Says the action is ‘unwarranted and malafide’

September 29, 2018 10:27 pm | Updated 10:28 pm IST - NEW DELHI

A doctor in Karnataka wears a black badge in protest against the NMC Bill.

A doctor in Karnataka wears a black badge in protest against the NMC Bill.

The Indian Medical Association (IMA) action committee, in an emergency session in Mumbai, condemned the “supersession” of the Medical Council of India (MCI) and noted that “this action of the Government, at a juncture when the election to the MCI has been announced, is unwarranted and malafide.”

Earlier this week, in a move to enhance the governance and the quality of medical education, an Ordinance was issued dissolving the MCI and replacing it with a seven-member Board of Governors (BOG) led by NITI Aayog member Dr.

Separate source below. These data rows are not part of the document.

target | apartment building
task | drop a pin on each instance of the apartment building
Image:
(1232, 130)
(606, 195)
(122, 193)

V.K. Paul.

A Bill to replace the MCI with the National Medical Commission (NMC) is pending in Parliament.

The Board of Governors also includes Dr. Randeep Guleria, Director, All India Institute of Medical Sciences, Delhi; Dr. Jagat Ram, Director, Postgraduate Institute of Medical Education and Research, Chandigarh; Dr. B. N. Gangadhar, Director, National Institute of Mental Health and Neuro Sciences, Bengaluru; and Dr. Nikhil Tandon, Professor, Department of Endocrinology and Metabolism at AIIMS Delhi.

‘It is unacceptable’

A release issued by the IMA on Saturday, said the composition of the Board itself was unacceptable. “Directors of major institutions would scarcely find time to administer more than 450 medical colleges and their undergraduate and postgraduate courses. Moreover, there is no representation to women and registered medical practitioners,” said the release.

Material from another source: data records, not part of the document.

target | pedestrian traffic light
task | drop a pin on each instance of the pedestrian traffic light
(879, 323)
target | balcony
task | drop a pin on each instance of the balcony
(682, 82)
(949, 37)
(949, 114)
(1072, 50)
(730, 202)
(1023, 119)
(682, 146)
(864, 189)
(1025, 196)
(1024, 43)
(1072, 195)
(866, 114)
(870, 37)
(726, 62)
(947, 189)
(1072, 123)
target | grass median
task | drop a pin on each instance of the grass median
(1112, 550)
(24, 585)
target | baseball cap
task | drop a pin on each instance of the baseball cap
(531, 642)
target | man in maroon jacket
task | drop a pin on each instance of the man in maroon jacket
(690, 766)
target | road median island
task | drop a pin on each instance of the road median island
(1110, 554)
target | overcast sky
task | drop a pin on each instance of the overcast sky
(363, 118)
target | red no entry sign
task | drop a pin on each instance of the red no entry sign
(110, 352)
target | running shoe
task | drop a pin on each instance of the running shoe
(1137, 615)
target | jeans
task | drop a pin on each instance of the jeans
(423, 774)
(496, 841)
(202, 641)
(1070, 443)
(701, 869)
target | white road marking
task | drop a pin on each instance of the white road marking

The IMA added that the “supersession” of the MCI is only a smokescreen and a ploy to prepare the ground for the NMC and sabotage the democratic process of the Council. That the government was in a hurry to scuttle the democratic election process was evident, it said. The Association demanded that the Board should refrain from taking major policy decisions or amendments changing the character of the IMC Act. It also demanded that the election process of the MCI should be allowed to continue. “This is the fourth time that the BOGs are being appointed. All the previous attempts were abject failures. The eminent clinicians appointed have little exposure to the day-to-day administration of the MCI. Moreover, the government has not cited any reason for superseding the MCI,’’ said IMA national president Dr. Ravi Wankhedkar.

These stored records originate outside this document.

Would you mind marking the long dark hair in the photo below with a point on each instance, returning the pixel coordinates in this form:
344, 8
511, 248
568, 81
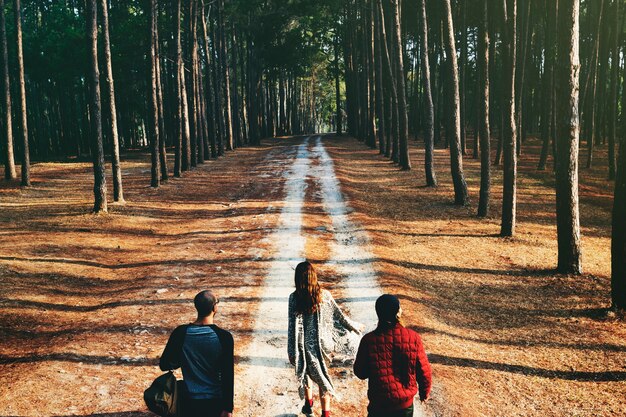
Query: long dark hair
308, 291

The Association has demanded that the BOG should conform to the basic tenets of the IMC Act and refrain from tinkering with its fundamental structure. “Crosspathy, registration of non medical persons, bridge courses and mixing of syllabi are core concerns. 184 private medical colleges are awaiting recognition due to the strict norms of the outgoing MCI team. By removing the democratically elected MCI checks and balances have been removed and chances of arbitrary actions have increased. A generation of substandard doctors will be the legacy of this action,’’ noted the release.